Economia Circular: Rumo à Descarbonização

Francisco Ferreira

Presidente da Associação ZERO e Professor na FCT NOVA

A economia circular é um elemento absolutamente fundamental na descarbonização da sociedade. O benefício está associado a uma redução das emissões de gases com efeito de estufa associadas à extração de novos materiais, quer relativamente ao eventual impacte climático do uso e fim-de-vida desses novos materiais, quer em termos de diminuição da energia disperdida.

A primeira linha da economia circular é evitar a utilização de recursos e, nos casos em que têm de ser utilizados, procurar que o seu uso seja muito eficiente e o seu tempo de vida útil seja tão longo quanto possível, por exemplo, através da durabilidade, reutilização, reparação, atualização, venda em segunda mão e reciclagem, com o devido respeito por esta linha de prioridades.
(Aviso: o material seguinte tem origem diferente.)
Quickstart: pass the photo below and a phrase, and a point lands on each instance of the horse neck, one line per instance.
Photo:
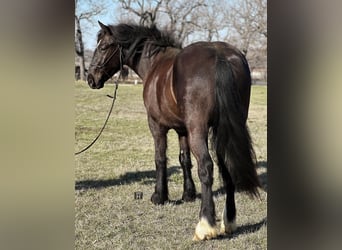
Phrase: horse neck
(145, 62)
(142, 64)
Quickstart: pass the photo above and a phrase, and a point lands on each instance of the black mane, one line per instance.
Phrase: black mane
(135, 37)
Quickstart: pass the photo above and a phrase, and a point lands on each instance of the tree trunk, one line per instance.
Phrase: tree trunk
(80, 49)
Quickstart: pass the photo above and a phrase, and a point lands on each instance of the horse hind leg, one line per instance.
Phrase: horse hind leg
(228, 222)
(160, 195)
(189, 190)
(206, 227)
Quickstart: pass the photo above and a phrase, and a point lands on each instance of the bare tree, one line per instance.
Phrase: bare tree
(184, 17)
(82, 15)
(180, 17)
(145, 10)
(248, 21)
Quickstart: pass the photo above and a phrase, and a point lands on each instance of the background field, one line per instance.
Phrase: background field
(122, 162)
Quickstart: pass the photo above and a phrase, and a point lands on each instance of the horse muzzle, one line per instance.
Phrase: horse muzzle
(92, 83)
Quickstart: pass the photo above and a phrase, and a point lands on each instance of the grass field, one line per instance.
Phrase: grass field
(122, 162)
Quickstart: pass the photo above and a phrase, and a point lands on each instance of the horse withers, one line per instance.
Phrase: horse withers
(200, 90)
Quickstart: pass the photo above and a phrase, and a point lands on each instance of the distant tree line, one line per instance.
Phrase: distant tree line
(242, 23)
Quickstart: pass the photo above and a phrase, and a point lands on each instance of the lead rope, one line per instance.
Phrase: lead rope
(104, 125)
(111, 108)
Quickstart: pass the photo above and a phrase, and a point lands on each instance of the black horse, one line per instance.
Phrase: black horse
(201, 88)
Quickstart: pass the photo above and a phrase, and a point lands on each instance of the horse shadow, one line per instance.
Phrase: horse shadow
(244, 229)
(148, 177)
(145, 177)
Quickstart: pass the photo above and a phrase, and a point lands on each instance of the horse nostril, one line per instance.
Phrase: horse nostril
(91, 81)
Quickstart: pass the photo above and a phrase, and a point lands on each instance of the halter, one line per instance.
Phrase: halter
(109, 58)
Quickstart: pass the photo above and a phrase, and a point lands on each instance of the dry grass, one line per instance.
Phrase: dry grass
(121, 162)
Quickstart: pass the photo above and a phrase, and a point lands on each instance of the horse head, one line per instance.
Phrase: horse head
(107, 58)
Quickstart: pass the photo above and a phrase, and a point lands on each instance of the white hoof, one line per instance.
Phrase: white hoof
(226, 226)
(204, 231)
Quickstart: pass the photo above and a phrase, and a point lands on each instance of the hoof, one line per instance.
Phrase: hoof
(227, 227)
(158, 199)
(204, 231)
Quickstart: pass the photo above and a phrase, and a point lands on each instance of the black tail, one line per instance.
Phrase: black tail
(231, 138)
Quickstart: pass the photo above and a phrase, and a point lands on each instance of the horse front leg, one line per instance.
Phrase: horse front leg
(205, 228)
(189, 190)
(159, 133)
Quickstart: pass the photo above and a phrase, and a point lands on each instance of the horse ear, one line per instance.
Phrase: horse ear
(104, 27)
Por exemplo, um estudo recente feito pelo European Environmental Bureau, demonstra que o ciclo de vida completo dos smartphones da Europa é responsável por 14 milhões de toneladas de emissões (CO2eq) por ano, que é cerca de 25% das emissões médias de Portugal nos últimos anos. Aumentar a vida útil destes equipamentos em apenas um ano economizaria mais de 2 milhões de toneladas de emissões, o que equivale e retirar 1 milhão de carros das estradas anualmente em 2030.
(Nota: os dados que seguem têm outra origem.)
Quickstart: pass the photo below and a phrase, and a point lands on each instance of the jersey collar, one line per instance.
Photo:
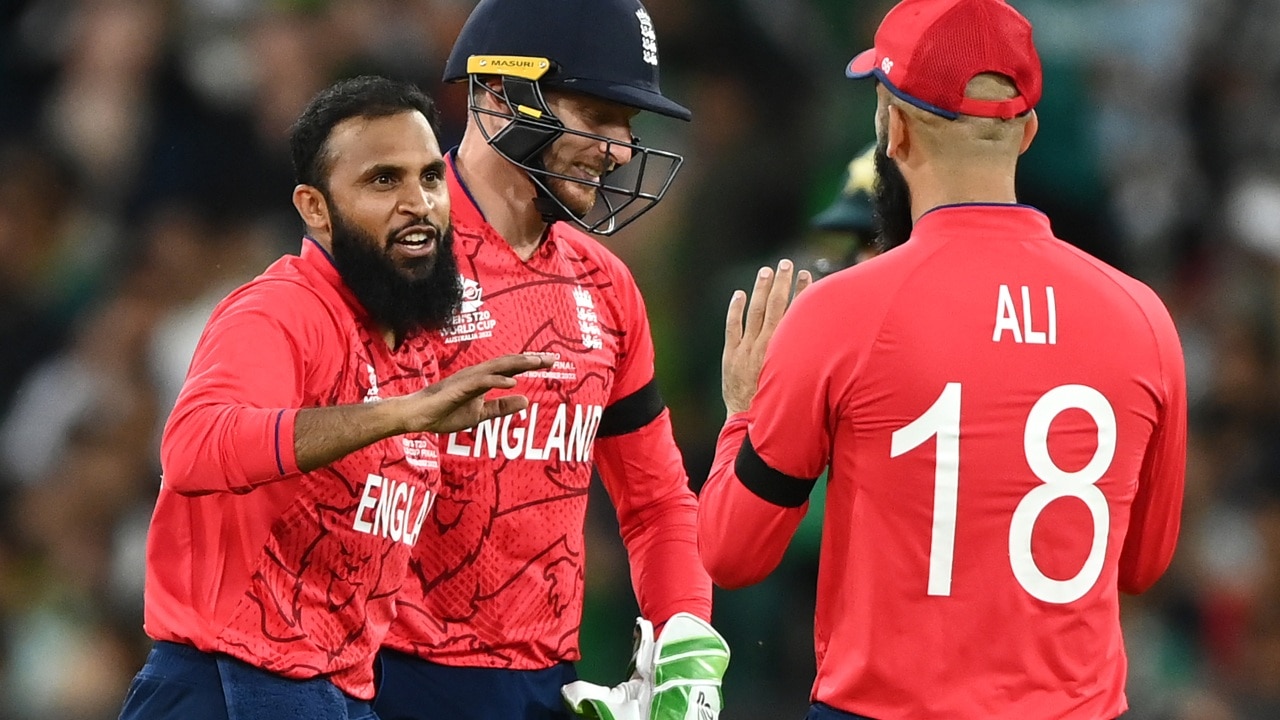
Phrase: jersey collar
(984, 219)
No que respeita à reparação de equipamentos, aumentar o tempo de vida útil dos produtos, reduzindo a necessidade de estar sempre a produzir mais e mais equipamentos, é uma mais-valia em termos de redução de emissões. Uma economia mais circular reduz as nossas necessidades de estar constantemente a explorar novos recursos e produzir novas coisas, reduzindo, entre vários impactos, o consumo de combustíveis fósseis. A reparação também fomenta o emprego local, visto que a reparação é feita, essencialmente, no local (ao passo que a produção tende a ser longe da União Europeia) e aumenta a resiliência do país e da própria União Europeia a crises, visto que os materiais permanecem úteis durante mais tempo na economia, sem ser necessária a entrada de novos materiais.
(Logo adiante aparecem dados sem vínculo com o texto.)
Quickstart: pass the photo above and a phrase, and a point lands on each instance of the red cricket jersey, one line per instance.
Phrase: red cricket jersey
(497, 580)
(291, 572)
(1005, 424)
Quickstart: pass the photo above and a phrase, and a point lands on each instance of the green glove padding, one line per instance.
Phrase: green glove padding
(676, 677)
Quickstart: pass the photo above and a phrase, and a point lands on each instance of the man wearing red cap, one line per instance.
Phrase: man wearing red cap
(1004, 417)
É ainda importante mencionar o regulamento relativo à conceção ecológica de produtos sustentáveis (ESPR), uma das iniciativas emblemáticas do Pacto Ecológico Europeu, com particular importância para promover uma economia circular na Europa em articulação com a ambição climática. O Passaporte Digital de Produto é uma ferramenta para recolher e partilhar dados sobre produtos ao longo de todo o seu ciclo de vida, incluindo as emissões de gases com efeito de estufa associadas à sua produção, que podem ser usados para demonstrar as suas características em termos de sustentabilidade e de reciclabilidade, por exemplo.

Por último, a componente de emissões é um elemento que terá de estar integrado nas compras públicas ecológicas que são uma ferramenta fundamental para assinalar junto do mercado as mudanças que devem ser operadas na sociedade, desde logo pelo volume de investimento que envolvem. Nesta ligação entre a economia circular e a descarbonização, a integração de diferentes componentes que definem a conceção ecológica de um produto devem ser rapidamente consideradas nos critérios de aquisições públicas.

Com objetivos ambiciosos de redução de emissões de gases com efeito de estufa às escalas europeia e nacional, atingindo a neutralidade climática em 2050 e 2045, respetivamente, a implementação de uma economia circular que avalie e resulte num uso suficiente dos recursos, recorrendo a energia cuja origem seja cada vez mais proveniente de fontes renováveis, é, sem dúvida, fundamental. A economia circular tem de ser um elemento-chave integrador e complementar da análise setorial que os planos e roteiros de descarbonização apresentam.